Don Giovanni features barrier-breaking cast
By Kelly Schlicht, Florentine Opera Development Manager
Audiences at the Florentine Opera’s production of Don Giovanni may notice something note-worthy about the cast of principal artists. The cast, featuring three black singers, is one of the most diverse in the company history.
Baritone Musa Ngqungwana will play Leporello, Don Giovanni’s sidekick. The Florentine Opera Studio Artists, soprano Ariana Douglas, and baritone Leroy Davis, will also be featured, with Douglas playing Zerlina and Davis playing Masetto.
“The Florentine Opera is certainly committed to diversity, in reaching audiences on our mainstage, in schools, and in the community. In addition, we are passionate about highlighting the rich tapestry of diversity amongst our artists, which reflect our larger society,” said the Florentine’s General Director William Florescu. “The Florentine believes this enriches the artistic experience for everyone.”
Each of these three artists’ backgrounds are also diverse. Douglas grew up in Appleton, Davis grew up in the Bronx and Brooklyn, and Ngqungwana grew up in South Africa, against the backdrop of Apartheid and its aftermath.
“It was a complicated situation,” he said. When Ngqungwana was an infant, his family’s home was burned to the ground, because his uncles were part of a political resistance group. Despite the struggles of growing up in poverty and extreme segregation, Ngqungwana says he found solace performing in choirs as a child.
“South Africans have their own strong tradition of singing,” he said. “I loved being in the choirs at school and at church.”
But, he wasn’t exposed to opera—or even knew someone with his skin color could be in the performing arts—until he was 16, and watched a VHS tape of the Magic Flute, where Jamaican-born British bass-baritone Sir Willard White played the role of The Speaker.

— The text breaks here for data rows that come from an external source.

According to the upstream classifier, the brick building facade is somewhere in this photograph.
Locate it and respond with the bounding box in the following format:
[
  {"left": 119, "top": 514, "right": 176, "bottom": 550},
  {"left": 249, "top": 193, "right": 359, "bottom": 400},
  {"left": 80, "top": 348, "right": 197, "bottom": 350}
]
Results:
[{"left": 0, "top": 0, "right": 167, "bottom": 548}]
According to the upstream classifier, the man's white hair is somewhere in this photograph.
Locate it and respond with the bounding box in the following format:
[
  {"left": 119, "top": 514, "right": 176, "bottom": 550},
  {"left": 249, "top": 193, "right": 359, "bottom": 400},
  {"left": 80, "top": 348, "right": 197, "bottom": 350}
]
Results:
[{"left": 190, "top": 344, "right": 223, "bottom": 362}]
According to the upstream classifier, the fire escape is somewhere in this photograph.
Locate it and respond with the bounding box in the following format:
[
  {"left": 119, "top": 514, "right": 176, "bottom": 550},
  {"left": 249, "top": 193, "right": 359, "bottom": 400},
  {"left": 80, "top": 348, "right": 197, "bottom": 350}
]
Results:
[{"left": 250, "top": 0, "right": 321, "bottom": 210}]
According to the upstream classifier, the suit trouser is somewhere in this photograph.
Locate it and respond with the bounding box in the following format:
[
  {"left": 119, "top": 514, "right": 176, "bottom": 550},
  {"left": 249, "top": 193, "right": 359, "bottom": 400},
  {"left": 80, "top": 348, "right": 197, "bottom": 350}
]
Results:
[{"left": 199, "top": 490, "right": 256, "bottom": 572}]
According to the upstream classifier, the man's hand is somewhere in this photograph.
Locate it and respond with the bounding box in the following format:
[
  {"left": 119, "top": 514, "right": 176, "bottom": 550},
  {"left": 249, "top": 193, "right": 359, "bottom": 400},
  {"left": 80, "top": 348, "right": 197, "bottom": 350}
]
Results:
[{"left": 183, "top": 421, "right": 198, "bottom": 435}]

“After that, I knew that I wanted to study music,” he said. He studied at the University of Capetown, before studying at the Academy of Vocal Arts in Philadelphia. While he said it was a difficult decision to leave his home country, the director of the opera school in Capetown encouraged him, to help further his career prospects. Ngqungwana said it has been less difficult breaking into opera in the United States than it was back home in South Africa.
“For the most part in the United States, they judge you just on your voice when auditioning for opera. In South Africa, it’s harder to get roles because for a long time, black people were not even allowed to participate in opera,” he said. Now that people have been exposed to the art form in South Africa, more students are studying voice, graduating, and going on to fruitful careers across Europe, Ngqungwana explained.
And while he feels there may be less discrimination in casting in the United States, Ngqungwana says he still feels there needs to be greater representation by people of color.
“In America, you see so much diversity represented in sports, and sports are such an influence. It is important that if a young black family comes to see Don Giovanni, those children can look up at the stage and say, ‘I see people who look like me, and I can do this,’” said Ngqungwana.
Douglas and Davis said this production of Don Giovanni presents a unique opportunity for the local community to see this amount of diversity on stage.
“This is just amazing,” said Davis. “It just doesn’t happen in classical repertoire, usually.”
“Other than Porgy and Bess, you really don’t see it,” said Douglas. “And we need to see it beyond just the roles in Porgy and Bess.”
Ngqungwana agreed. This summer, he will do his first Porgy and Bess at the Glimmerglass Festival in New York. He describes his decision to do this production as selective.
“I only wanted to do Porgy and Bess at a company where I’ve sung mainstream classical roles before. I didn’t want to be pigeon-holed in just ‘black’ roles,” he explained.
Douglas and Davis, who currently are in their second year of the Florentine’s Studio Artist program, understand first-hand how important exposure and representation can be for young people while on the Opera in the Schools tour.
“We visit many schools in the Milwaukee Public Schools that are majority African-American,” said Douglas. “It’s wonderful knowing that we may be inspiring them to go for a career in opera or the performing arts, just by seeing us up there.”
“We need to see more artists of color performing the big classical roles, because the more we do it, the more it becomes normalized to have black singers in those roles,” said Davis.
Ngqungwana said he wants to seize every opportunity he has to get that message out. He is in the process of revising his memoir, The Odyssey of an African Opera Singer, which he self-published in 2014.
“I have a story to tell, and it’s worth telling, if I can inspire even one person to rise up,” he said.
During this increasingly divisive time in our country, these featured artists say they hope the arts can continue to bridge divides.
“It’s an important thing, having a mixed cast in 2017. I’m not trying to make a political statement here, but there are a lot of changes happening in the world, and the arts can be a voice of hope and unity, and can remind us that we have this common thing together,” said Ngqungwana.